Midi, inmenin vücudun bir tarafında güçsüzlüğün ortaya çıkması, ani olarak ortaya çıkan his kaybı, konuşmada bozulma ya da hiç konuşamama, baş dönmesi, bulantı, kusma, çift görme ya da görme alanının bir bölümünü görememe, yürümede bozukluk ve dengesizlik gibi belirtileri olduğunu dile getirdi.

Bu durumlarda hastanın vakit kaybetmeden ambulansla en yakın inme merkezlerine ulaştırılmasını öneren Midi, Sağlık Bakanlığında inme merkezlerinin kayıtlı olduğunu belirtti.

"İNMESİZ BİR YAŞAM İÇİN AKDENİZ TİPİ BESLENMEK GEREKİYOR"
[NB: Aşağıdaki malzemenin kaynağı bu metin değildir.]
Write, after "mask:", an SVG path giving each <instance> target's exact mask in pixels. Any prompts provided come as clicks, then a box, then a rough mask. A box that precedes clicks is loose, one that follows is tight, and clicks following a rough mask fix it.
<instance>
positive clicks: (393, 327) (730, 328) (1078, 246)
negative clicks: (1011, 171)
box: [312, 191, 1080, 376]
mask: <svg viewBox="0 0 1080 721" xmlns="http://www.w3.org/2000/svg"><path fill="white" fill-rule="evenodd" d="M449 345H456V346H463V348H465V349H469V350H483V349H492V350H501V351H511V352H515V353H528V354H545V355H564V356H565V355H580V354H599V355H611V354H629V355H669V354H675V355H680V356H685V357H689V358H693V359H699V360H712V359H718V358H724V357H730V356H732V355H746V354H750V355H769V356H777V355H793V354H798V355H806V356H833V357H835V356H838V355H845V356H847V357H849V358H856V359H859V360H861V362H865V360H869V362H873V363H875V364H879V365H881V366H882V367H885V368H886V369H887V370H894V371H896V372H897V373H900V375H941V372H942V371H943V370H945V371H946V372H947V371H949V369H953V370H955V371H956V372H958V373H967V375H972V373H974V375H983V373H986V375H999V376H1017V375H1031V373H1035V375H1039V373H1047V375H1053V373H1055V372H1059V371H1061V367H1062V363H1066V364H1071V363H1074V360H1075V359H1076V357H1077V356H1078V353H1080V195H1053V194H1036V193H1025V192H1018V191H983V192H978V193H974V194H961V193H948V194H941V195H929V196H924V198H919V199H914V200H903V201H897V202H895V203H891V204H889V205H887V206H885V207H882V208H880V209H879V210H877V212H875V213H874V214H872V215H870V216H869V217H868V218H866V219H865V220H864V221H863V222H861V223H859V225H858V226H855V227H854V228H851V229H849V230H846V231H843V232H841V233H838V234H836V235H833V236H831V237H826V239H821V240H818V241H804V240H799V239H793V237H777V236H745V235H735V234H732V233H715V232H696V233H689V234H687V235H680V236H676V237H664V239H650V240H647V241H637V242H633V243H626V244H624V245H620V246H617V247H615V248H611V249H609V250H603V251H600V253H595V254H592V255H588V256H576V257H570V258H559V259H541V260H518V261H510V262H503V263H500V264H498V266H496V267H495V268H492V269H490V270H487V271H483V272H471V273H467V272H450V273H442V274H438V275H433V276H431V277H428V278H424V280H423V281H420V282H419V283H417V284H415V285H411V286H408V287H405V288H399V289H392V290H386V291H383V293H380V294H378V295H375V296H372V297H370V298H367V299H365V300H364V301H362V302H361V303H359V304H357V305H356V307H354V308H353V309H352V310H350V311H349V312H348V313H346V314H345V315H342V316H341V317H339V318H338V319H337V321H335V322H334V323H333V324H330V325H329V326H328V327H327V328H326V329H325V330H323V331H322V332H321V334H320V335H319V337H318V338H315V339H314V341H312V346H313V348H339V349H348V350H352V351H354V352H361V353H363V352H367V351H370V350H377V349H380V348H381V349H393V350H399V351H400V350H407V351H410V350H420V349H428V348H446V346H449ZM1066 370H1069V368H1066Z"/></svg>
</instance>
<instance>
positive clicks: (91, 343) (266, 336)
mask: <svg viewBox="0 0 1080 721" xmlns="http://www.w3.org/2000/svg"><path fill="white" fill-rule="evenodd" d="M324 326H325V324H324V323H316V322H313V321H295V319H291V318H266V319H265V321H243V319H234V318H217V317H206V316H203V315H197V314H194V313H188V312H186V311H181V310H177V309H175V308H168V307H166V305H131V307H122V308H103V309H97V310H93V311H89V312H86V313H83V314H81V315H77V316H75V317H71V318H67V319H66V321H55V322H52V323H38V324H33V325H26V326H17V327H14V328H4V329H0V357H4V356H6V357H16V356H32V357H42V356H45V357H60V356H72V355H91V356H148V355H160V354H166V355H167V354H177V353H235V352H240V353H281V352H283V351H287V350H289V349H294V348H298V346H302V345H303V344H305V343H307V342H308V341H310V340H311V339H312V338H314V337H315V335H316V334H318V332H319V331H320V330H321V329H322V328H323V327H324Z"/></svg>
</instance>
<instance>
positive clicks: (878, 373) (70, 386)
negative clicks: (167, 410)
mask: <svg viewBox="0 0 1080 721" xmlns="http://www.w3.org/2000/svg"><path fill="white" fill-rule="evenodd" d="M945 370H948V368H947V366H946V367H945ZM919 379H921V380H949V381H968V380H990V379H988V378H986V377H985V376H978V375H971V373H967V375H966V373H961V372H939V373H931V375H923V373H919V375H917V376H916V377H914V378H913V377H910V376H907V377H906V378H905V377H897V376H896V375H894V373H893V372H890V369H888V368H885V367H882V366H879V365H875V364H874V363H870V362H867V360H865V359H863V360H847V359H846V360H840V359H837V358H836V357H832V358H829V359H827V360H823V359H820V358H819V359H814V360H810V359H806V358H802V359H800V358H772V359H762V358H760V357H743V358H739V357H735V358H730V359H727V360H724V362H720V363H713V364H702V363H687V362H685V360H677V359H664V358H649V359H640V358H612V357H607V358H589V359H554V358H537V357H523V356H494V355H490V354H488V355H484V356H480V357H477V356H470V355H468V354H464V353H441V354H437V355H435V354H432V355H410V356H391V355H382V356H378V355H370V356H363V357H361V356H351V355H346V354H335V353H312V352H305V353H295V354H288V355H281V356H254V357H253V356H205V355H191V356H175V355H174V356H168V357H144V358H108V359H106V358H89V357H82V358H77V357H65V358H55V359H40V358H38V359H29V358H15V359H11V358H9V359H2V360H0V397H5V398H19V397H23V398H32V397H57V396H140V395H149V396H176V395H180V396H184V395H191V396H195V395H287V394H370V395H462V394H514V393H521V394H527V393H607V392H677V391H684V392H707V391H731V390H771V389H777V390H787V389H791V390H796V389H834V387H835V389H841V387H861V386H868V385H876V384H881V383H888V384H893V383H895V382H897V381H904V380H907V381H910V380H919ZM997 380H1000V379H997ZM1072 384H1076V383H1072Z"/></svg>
Toplumda inmeyle ilgili yanlış bilinenler olduğunu vurgulayan Midi, şöyle devam etti:

"Hasta inme geçirdiğinde, 'Soğuk su dökeyim ya da uyusun geçer' gibi toplumda yanlış kanılar var. Bunlar çok yanlış uygulamalar. İnme geçiren hasta hemen hastaneye ulaştırıldığında ilk 4,5 saat içerisinde pıhtıyı eritip tedavi edebiliyoruz. Zaman geçtiğinde hasta tedavi şansını kaybediyor, yatağa bağımlı hale gelebiliyor. Pıhtı büyük damar dediğimiz şah damarı ya da beyin içindeki veya beyin arkasındaki büyük damarlarda ortaya çıktığında bu pıhtının anjiyo ünitesinde yapılan yöntemle alınması mümkün. Damar tıkanıklığı çok genişse ölümle bile sonuçlanabiliyor. Hasta yaşamını, yürürken aksama ya da tamamen felçli olarak sürdürmek zorunda kalıyor. Onun için inme vakalarında ilk 4,5 saat kritik öneme sahip."

Midi, inme riskinden korunmak için tansiyonun, diyabetin arada yapılan testlerle kontrol edilmesi ve sık görülen obeziteye karşı dikkatli olunması gerektiğini söyledi.

Günlük 30-45 dakikalık normal ve tempolu yürüyüşlerin yapılmasının hem kolesterolün, diyabetin kontrol altında tutulmasına hem de obeziteyle mücadeleye katkı sunacağına dikkati çeken Midi, "Tansiyon ve kolesterol yüksekliğini, diyabet, obezite ve kalp ritim bozukluğunu kontrol altında tutarak, sigara ve alkolden uzak durup, fiziksel aktiviteyi artırarak inme riskini yüzde 90 önleyebiliriz. İnmesiz bir yaşam için Akdeniz tipi beslenmek, ağır, yağlı yiyeceklerden uzak durmak gerekiyor." diye konuştu.